Intramyocardial injection of heart explant-derived cells (EDCs) improves cardiac function in preclinical models of ischemic cardiomyopathy. This therapeutic benefit is partially attributable to the anti-inflammatory cargo (micro RNAs and proteins) enriched within the extracellular vesicles (EVs) released by EDCs. Recent work has shown that activation of the NLRP3 (NOD-, LRR- and pyrin domain-containing protein 3) inflammasome in both immune and non-immune cells plays a critical role in promoting cardiac inflammation and adverse remodeling. Although EDC EVs are known to modulate inflammatory mediators, their effects on the NLRP3 inflammasome are not known. Therefore, we explored the ability of EDC EVs to attenuate NLRP3 inflammasome activation in macrophages, the major pro-inflammatory cell type recruited to myocardium after an ischemic insult.
Methods and Results
EVs were isolated from EDC conditioned media (ultracentrifugation) and characterized (Nanosight & antibody array). Monocytes (THP-1) were differentiated into macrophages (PMA; 3 days) and treated with EVs (20 hours) before priming (LPS; 4 hours) and activating (nigericin; 1 hour) the NLRP3 inflammasome. Secreted caspase-1 in the culture supernatants was measured by using a bioluminescent assay (Promega).

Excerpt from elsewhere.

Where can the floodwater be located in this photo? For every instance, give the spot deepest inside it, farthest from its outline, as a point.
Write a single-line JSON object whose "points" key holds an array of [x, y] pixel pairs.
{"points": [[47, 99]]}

The miRNA and protein cargo within EVs was profiled using miRNA detection (Nanostring) and liquid chromatography-mass spectrometry, respectively. miRNA and protein data were analyzed using appropriate bioinformatics tools (Tam 2.0, miRWalk, and Uniprot). EV size (160±2 nm) and markers (ICAM, ALIX, CD81, CD63, EPCAM, ANXAS, TSG101, FLOT-1) confirmed EV identity. Macrophages pretreated with EVs (4E+10 EVs/mL) showed a significant attenuation in NLRP3 inflammasome induced caspase-1 vs. LPS+nigericin-only treated cells (50% lower, n=4-6, p=0.02). EV cargo profiling revealed that EVs were enriched with 22 distinct anti-inflammatory miRNAs (Tam 2.0). Specifically, 3 miRNAs (miR-21, miR-100, miR-181a, n=3) and 5 proteins (Peroxiredoxin-1, Thioredoxin-1, Caveolin-1, Sequestosome-1, n=3) abundantly found within EVs were predicted to inhibit the NLRP3 inflammasome (miRWalk & Uniprot).